Hope springs eternal…springing for more money, that is.
This is the second client in a month coming to me after contacting an invention promotion company. This firm at least did a respectable patentability search, but they buried it in 200 pages of a slick, yearbook-looking Product Summary Digest. 180 pages of this book were boilerplate, marketing industry jargon, interspersed with an occasional mention of my client’s name or product. This client paid $800, of which probably $750 went to the patent agent who did the search. At least this was a reasonable amount for a patent search, signed by someone with a name and a legitimate license to do this type of work.
But at the end of the day, my client thought he was going to get help preparing a patent application.

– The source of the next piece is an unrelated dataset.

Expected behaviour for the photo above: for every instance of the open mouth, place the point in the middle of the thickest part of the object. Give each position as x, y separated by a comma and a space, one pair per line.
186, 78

Instead, he got a request for more money, for additional marketing services. This company spends almost this entire book extolling the virtues of this product (and IMHO it was clever and elegant) and how marketable it is, but evaluates its patentability. In fact, there is no suggestion anywhere that my client consult with a patent attorney.
The client started becoming confused and skeptical of this outfit and gave me a call. I am glad he did. I read the search report and was able to tell him in an office visit his invention had been done before, 40 and 60 years ago, and not to spend time or money patenting it, at least not without more of an improvement. I was also able to tell him of some other options, such as manufacturing this product, or licensing it for others to make. If he were to go down this road, then I would recommend looking at an infringement search. Do you think this company would have offered this?
I wish more people would ask more questions before spending more money. The only people who get rich quick from inventions are invention promotion companies…
Are you beginning to see a theme here?